自分と再び顔を合わせた時、あの兄が一体どういう反応をするのか…

今の累世には、それが一番気がかりだった。


…血を分けた兄。自分の双子の兄。



“ライセ”。



例え、自分を理解してくれなくても…

ほんの一時、いや数秒でも構わないから…


信じて欲しい。

兄であるなら。


そう、兄だというのなら…

同じ親から産まれた、弟である自分を…刹那でも構わないから。



…“信じて”…



「──ライセ…」


累世は、改めて兄の名を噛み締め、その一方でそれを振りきるように頭を振り、迷いをその外見全てに留めたままに、ヴェイルスを促した。




…後に残ったサヴァイスは、自らの血を引く者の他愛ない悩みに、よくよく注意しなければ分からない程に、視線を伏せ、移す。

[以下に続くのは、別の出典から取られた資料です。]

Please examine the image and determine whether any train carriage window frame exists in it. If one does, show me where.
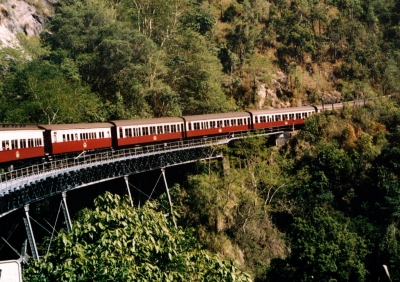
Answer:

自らを取り巻く者の悩み、葛藤。それがどれほど深い苦悩であったとしても…

彼にとっては、ほんの些細な迷いでしかない。




四千年も生きると、感情全てが擦れるのか…

それとも希薄となるのか。




闇に溶け、混じり、そして潰え、朽ちていく己の感情を留めるかのように、サヴァイスは音もなく窓際へと歩を進め、自らが統治する世界を労るように濡らし続ける、雨の降り頻る風景を眺めた。




…天から落ちる水は静かに、そして緩やかに…

精の黒瞑界の闇に混じり溶けるように、その量にも拍車をかけていった。